Het boek - in vertaling van Kees Mercks - begint met een absurdistische scene. Een gemeenteambtenaar-met-hoogtevrees, kandidaat-lid van de SS, gaat met twee werklui het dak van het Rudolfinum in Praag op om in opdracht van Heydrich het beeld van de joodse componist Mendelssohn te verwijderen. Als ze het gewraakte beeld niet kunnen identificeren, overwegen ze het beeld met de grootste neus - nauwkeurig opgemeten met een inklapbare duimstok - om te halen. Maar uit vrees het beeld te verwarren met de door Hitler bewonderde Richard Wagner, besluiten ze toch eerst de Waffen-SS te consulteren. Via de Gestapo, de SD en de Joodse Gemeente wordt uiteindelijk een joods geleerde ingeschakeld. Die stelt dat er geen beelden van joden zijn, omdat beeltenissen in strijd zijn met de joodse wetten en verder dat Mendelssohn geen jood is: als kind is hij christelijk gedoopt.

Na deze opening doet een alwetend verteller verslag van de verschrikkingen van de onderdrukking, vanuit het perspectief van uiteenlopende personages. Personages zijn vaak anoniem, als representant van een groep of een systeem. Gedachtegangen en overwegingen zijn ontdaan van emotie, bijna terloops, waardoor de verschrikkingen rauw en schrijnend tot de lezer doordringen.

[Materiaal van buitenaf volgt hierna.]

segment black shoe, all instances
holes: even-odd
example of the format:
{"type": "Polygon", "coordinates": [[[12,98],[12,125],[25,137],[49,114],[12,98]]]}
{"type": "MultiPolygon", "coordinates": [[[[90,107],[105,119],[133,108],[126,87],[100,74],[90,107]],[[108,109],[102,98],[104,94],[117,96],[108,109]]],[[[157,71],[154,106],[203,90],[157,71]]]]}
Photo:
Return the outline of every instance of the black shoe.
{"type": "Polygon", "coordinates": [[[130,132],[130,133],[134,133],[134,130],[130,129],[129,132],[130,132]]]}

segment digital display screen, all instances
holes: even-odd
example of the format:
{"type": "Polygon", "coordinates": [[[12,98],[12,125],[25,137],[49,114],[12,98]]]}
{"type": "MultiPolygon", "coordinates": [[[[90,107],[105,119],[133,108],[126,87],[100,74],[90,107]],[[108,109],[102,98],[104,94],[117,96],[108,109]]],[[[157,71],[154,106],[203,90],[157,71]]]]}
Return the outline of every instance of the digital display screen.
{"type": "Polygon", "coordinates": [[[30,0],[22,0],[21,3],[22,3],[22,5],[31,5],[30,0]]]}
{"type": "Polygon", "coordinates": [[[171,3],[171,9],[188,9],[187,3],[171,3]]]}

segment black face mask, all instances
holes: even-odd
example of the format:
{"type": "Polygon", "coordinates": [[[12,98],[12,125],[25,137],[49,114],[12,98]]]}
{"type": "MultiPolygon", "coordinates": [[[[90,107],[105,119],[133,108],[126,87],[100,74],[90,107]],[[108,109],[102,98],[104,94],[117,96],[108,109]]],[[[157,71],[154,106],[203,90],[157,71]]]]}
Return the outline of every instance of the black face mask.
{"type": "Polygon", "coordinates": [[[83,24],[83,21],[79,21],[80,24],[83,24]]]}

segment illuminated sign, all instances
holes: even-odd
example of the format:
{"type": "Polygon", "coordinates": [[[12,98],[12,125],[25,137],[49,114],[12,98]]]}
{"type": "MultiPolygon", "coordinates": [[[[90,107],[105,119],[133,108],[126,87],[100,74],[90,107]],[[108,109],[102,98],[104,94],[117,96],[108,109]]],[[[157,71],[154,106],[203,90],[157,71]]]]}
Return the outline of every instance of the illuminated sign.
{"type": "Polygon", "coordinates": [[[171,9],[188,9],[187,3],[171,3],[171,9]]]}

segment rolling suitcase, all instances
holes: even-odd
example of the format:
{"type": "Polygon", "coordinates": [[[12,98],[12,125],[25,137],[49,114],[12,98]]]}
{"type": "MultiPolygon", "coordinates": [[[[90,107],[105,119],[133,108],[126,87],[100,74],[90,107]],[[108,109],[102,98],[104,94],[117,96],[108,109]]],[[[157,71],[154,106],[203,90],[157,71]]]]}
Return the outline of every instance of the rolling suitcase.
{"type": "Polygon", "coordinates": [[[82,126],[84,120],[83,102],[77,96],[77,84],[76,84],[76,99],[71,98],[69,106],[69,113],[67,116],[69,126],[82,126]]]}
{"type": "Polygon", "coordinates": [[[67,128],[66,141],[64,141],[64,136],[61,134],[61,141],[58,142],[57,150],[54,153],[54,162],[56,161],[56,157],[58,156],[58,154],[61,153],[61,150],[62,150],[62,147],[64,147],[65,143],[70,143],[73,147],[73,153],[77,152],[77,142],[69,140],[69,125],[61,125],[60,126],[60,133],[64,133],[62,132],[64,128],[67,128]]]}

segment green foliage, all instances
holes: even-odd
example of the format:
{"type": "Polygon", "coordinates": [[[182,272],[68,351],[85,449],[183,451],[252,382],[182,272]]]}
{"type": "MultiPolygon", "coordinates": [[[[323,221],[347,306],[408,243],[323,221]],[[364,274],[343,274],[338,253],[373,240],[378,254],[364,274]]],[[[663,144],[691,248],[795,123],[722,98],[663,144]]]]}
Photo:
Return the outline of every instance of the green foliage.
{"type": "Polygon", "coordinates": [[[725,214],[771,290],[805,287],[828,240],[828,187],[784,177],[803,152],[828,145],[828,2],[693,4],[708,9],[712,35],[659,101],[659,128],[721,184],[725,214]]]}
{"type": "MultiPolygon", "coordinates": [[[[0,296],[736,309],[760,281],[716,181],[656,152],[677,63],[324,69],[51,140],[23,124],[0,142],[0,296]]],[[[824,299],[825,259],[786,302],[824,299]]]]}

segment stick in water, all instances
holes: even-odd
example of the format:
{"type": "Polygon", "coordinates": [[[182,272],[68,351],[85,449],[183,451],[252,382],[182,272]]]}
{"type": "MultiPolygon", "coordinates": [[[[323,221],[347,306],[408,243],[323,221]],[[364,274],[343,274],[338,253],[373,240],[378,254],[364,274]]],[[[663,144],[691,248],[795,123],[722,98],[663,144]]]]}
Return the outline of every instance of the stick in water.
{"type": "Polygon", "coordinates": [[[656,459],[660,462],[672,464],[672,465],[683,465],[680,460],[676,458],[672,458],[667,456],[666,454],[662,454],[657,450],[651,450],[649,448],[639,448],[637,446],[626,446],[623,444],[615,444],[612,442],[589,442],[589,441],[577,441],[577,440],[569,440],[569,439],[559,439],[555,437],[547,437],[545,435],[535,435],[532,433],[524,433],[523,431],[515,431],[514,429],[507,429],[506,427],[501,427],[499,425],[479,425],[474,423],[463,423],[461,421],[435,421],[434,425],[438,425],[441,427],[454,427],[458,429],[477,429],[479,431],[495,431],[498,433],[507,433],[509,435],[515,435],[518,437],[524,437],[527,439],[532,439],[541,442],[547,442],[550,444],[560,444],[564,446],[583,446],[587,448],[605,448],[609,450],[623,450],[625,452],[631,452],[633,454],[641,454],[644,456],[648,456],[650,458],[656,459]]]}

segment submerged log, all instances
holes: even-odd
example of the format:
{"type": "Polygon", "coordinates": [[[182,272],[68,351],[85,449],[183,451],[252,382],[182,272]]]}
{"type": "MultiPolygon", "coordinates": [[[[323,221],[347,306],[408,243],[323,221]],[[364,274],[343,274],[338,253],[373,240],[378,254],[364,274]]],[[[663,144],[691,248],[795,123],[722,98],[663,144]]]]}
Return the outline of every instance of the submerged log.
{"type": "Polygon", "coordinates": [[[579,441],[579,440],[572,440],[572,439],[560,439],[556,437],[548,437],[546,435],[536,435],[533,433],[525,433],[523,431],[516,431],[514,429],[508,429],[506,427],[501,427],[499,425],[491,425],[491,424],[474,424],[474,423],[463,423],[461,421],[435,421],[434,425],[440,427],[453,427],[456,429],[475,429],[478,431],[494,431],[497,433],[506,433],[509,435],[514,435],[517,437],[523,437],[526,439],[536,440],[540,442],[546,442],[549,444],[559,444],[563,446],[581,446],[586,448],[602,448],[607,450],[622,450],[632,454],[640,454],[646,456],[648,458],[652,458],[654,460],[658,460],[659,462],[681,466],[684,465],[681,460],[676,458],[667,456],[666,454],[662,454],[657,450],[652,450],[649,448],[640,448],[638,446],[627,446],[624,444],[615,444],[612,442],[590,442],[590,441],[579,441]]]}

Duitsland heeft Bohemen en Moravië bezet. Plaatsvervangend Reinhard Heydrich is in Praag gestationeerd om Sudetenland te verduitsen en te zuiveren van ‘Untermenschen’. Hij is door Hitler persoonlijk belast met de uitvoering van ‘die Entlösung’ in heel Europa.
Zolang joden nuttig kunnen worden ingezet, wordt daarvan gebruikgemaakt, maar uiteindelijk moeten zij uitgeroeid worden, volgens uitgewerkte plannen en tijdschema’s.
Voormalig vestingstad Theresiënstadt wordt ingericht als getto en doorgangskamp naar ‘het oosten’. De installatie van een Joodse Ouderenraad moet de buitenwereld overtuigen dat het zelfbestuur in het getto goed functioneert.
Mensen proberen het gewone leven zolang als mogelijk voort te zetten, maar als de dag van de deportatie komt, verschijnt men gelaten en zonder verzet.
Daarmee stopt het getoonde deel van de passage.